9. Conflicts of interest
Members of the Committee will provide written declarations annually, through the Chair, to the CEO declaring any material personal interests they may have in relation to their responsibilities. External members should consider past employment, consultancy arrangements and related party issues in making these declarations and the CEO, in consultation with the Chair, should be satisfied that there are sufficient processes in place to manage any real or perceived conflict.
At the beginning of each Committee meeting, members are required to declare any material personal interests that may apply to specific matters on the meeting agenda.
Where required by the Chair, the member will be requested to recuse themselves from the meeting or from the Committee’s consideration of the relevant agenda item(s).
The Chair is also responsible for deciding, in consultation with the CEO where appropriate, if he/she should recuse themselves from the meeting or from the Committee’s consideration of the relevant agenda item(s). Details of material personal interests declared by the Chair and other members, and actions taken, will be appropriately recorded in the minutes.
10. Induction and development
New members are expected to participate in an induction and orientation program upon appointment, including management briefings and site visits.
Members will be given the opportunity to undertake ongoing and continuous education to improve and maintain skills and knowledge to perform their role effectively.
The Committee will, as often as necessary, and at least once a year, report to the CEO on its operation and activities during the year and confirm to the CEO that all functions outlined in this Charter have been satisfactorily addressed.

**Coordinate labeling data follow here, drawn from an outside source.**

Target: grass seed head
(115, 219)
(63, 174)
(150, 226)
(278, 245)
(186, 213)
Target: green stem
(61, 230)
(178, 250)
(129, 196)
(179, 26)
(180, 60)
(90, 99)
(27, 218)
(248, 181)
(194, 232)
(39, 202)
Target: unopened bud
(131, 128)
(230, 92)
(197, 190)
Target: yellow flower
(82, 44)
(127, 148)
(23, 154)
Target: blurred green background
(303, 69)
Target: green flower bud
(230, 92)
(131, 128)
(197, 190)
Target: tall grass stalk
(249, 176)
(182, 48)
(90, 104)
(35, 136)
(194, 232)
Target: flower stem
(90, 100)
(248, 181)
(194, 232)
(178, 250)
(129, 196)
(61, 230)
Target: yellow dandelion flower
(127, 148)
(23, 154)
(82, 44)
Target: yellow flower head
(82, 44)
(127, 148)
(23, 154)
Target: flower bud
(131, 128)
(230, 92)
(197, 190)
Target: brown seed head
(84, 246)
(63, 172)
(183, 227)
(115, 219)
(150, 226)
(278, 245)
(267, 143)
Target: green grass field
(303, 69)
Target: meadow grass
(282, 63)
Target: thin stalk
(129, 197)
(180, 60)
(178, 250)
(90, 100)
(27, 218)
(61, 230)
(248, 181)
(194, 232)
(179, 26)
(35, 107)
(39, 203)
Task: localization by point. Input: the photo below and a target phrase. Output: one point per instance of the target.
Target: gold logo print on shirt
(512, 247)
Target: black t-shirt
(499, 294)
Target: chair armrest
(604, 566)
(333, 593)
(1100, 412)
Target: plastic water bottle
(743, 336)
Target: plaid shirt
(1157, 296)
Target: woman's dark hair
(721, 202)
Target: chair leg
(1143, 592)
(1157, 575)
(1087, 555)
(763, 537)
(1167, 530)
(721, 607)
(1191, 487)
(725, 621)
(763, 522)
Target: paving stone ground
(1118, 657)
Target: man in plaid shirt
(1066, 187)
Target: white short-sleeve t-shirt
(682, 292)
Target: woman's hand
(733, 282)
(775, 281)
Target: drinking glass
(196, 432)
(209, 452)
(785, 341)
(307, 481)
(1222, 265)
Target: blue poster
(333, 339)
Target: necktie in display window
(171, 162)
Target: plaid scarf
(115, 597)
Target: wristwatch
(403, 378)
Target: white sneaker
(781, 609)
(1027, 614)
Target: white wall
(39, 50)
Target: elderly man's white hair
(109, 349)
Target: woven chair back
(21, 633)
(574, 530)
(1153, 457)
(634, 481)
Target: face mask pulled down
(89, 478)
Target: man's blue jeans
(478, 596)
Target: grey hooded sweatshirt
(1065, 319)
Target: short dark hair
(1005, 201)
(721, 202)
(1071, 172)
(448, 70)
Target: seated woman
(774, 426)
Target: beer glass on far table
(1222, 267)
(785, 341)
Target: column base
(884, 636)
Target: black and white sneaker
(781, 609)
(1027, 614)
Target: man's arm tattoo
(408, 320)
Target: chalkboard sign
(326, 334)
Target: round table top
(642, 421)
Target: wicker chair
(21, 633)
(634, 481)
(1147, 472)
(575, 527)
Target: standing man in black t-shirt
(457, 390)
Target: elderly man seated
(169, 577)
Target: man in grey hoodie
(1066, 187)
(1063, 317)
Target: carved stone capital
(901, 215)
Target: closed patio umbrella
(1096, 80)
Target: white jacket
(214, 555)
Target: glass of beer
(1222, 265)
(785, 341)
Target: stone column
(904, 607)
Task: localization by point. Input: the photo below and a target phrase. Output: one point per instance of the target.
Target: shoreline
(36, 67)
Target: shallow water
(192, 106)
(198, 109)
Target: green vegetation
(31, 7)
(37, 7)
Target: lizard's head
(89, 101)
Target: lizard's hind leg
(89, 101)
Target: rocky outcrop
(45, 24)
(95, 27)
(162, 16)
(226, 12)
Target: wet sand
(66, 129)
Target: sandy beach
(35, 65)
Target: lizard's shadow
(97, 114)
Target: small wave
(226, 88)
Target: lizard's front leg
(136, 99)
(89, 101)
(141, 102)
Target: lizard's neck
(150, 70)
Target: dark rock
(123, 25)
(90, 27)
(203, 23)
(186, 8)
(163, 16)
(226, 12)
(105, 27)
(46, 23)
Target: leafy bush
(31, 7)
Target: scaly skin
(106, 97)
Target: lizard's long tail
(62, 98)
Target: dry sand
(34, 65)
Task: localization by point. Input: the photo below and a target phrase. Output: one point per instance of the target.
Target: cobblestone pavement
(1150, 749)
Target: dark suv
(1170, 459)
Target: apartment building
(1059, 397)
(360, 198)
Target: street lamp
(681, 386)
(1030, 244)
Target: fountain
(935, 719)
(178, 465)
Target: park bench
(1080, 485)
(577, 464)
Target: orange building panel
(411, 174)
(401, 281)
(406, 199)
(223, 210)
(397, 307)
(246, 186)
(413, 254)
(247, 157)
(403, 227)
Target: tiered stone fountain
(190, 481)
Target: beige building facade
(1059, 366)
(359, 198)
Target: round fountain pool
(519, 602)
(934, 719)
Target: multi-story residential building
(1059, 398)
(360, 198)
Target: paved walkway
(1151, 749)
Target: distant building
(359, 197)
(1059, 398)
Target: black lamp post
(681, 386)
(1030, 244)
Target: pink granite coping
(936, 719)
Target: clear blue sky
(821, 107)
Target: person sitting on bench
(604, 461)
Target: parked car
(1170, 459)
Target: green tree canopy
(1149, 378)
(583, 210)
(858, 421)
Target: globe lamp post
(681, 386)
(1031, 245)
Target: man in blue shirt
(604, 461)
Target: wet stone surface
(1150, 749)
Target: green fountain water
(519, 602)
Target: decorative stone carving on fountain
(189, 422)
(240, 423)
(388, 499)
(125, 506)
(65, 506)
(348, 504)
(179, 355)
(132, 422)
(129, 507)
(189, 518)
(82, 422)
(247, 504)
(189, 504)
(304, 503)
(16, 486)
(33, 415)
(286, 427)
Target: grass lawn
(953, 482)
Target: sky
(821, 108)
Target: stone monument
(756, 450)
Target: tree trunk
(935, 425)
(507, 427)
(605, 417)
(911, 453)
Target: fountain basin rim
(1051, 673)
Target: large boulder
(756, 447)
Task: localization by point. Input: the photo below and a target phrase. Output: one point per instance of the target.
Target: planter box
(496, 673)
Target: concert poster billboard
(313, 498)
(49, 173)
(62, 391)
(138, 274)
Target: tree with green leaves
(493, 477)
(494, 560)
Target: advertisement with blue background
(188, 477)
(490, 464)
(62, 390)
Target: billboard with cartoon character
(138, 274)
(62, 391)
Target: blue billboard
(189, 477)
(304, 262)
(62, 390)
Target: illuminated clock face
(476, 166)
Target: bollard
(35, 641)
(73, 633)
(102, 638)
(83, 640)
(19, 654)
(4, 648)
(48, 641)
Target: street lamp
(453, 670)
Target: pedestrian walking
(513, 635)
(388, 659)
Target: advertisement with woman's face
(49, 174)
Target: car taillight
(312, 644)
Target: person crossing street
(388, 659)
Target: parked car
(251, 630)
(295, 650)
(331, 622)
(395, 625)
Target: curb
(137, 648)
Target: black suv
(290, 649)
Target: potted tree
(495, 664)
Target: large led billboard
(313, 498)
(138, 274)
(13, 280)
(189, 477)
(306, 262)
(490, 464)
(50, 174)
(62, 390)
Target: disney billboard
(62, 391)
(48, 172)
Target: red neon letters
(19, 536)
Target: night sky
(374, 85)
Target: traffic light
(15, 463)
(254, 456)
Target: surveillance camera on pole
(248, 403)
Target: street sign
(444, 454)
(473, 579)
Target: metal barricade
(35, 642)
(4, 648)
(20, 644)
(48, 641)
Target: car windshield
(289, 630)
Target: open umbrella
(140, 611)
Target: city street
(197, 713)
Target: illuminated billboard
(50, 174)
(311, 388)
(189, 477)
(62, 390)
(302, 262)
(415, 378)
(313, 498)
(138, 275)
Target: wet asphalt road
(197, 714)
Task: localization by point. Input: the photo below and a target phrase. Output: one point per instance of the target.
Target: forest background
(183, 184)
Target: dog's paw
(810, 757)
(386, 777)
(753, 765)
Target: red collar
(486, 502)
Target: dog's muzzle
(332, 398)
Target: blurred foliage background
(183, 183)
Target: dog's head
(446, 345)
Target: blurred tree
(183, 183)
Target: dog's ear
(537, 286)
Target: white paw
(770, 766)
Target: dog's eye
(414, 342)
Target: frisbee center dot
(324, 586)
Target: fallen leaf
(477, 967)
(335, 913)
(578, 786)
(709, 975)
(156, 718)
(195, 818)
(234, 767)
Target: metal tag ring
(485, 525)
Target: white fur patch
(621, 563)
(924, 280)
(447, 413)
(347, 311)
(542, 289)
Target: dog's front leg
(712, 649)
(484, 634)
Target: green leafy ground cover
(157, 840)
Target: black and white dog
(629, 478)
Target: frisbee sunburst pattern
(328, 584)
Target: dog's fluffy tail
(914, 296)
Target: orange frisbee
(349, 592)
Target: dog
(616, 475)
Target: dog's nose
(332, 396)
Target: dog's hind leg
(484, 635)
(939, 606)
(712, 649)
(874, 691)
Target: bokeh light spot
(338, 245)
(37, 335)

The Committee may, at any time, report to the CEO any other matter it deems of sufficient importance to do so. In addition, at any time an individual Committee member may request a meeting with the CEO.
The Chair of the Committee, in consultation with the CEO, will undertake an annual review of the performance of the Committee.
The review will be conducted on a self-assessment basis (unless otherwise determined by the CEO) with appropriate input sought from the CEO, Committee members, senior management, the internal and external auditors, Chief Financial Officer, and any other relevant stakeholders, as determined by the CEO.
The Chair will provide advice to the CEO on an external member’s performance where an extension of the member’s tenure is being considered.
The Committee will review this Charter and as necessary, revise it at least biennially, or otherwise as required.
This review will include consultation with the CEO.
Any substantive changes to the Charter will be recommended by the Committee and formally approved by the CEO.